Elementi principali di questa unità, nota col nome di Jumbo (Fig. 4.35), sono i bracci aerodinamici
che mediante pistoni idraulici portano i perforatori nella posizione voluta e ne consentono
l'operazione oggi completamente computerizzata. A prescindere dai vari modelli di diverse
dimensioni, 2 sono i tipi di Jumbos: quelli a portale che permettono il passaggio dei mezzi di
smarino verso l'uscita della galleria e quelli a struttura piena.
Un Jumbo a portale si muove su ruote pneumatiche o su binari attraverso carrelli bilanciati a più
ruote; è costruito a più piani ed il vano centrale ha un ponte levatoio per consentire appunto il
passaggio dei mezzi di carico.
Esistono Jumbos a struttura deformabile che si aprono fino a coprire una sezione di 100 m2 e più
per ridursi quindi in fase di smarino a dimensioni tali da consentire agevolmente tale operazione.

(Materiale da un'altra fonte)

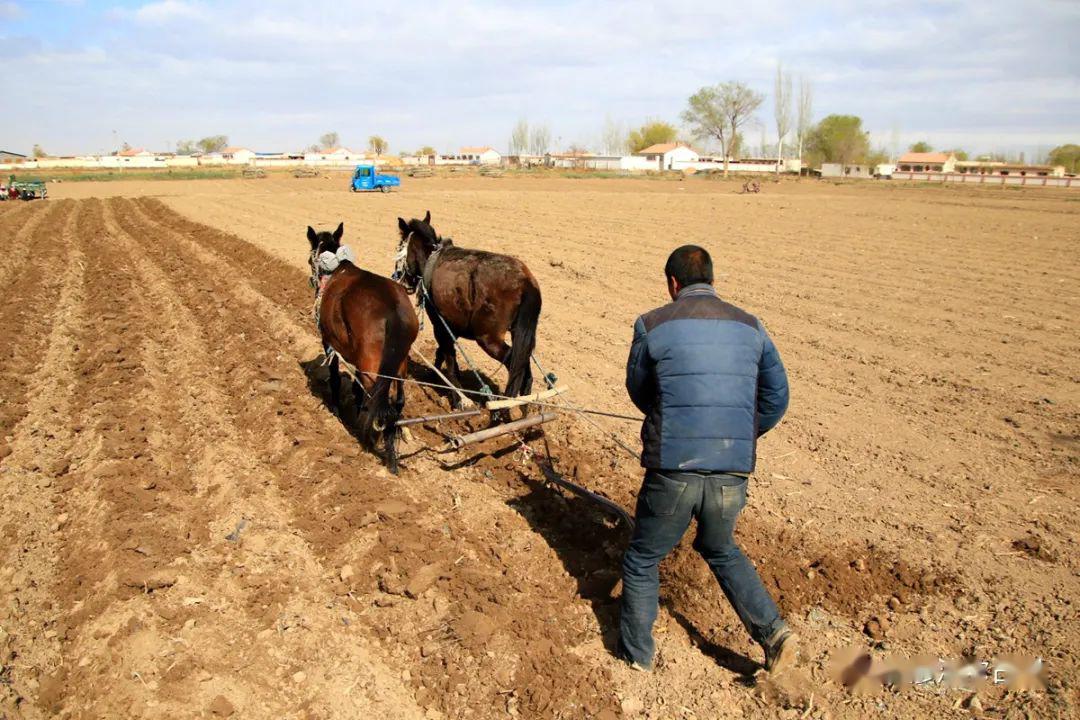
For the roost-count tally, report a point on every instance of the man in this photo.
(710, 382)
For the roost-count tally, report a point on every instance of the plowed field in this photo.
(187, 531)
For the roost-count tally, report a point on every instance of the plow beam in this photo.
(525, 399)
(459, 442)
(435, 418)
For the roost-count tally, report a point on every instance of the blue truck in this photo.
(367, 179)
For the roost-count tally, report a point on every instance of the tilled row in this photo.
(421, 579)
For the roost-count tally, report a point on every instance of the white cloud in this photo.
(169, 11)
(449, 72)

L'aria compressa, ovvero il fluido motore della maggioranza delle macchine di galleria in quanto
non inquinante, viene fornita dai compressori che, nel caso di un cantiere a lunga durata, sono del
tipo stazionario, e installati, nel numero e capacità richiesti, fuori della galleria anche a motivo di un
più facile controllo e manutenzione.
Utilizzando l'esplosivo in galleria è da tener presente che maggiore è la superficie libera verso la
quale possono spostarsi i frammenti di roccia al momento della volata (o tiro) e più grande è la
resa unitaria dell'esplosivo impiegato. Da ciò la convenienza a scegliere la migliore disposizione
dei fori sul fronte di scavo e a differenziare i tempi di detonazione delle cariche per aumentare tale
superficie.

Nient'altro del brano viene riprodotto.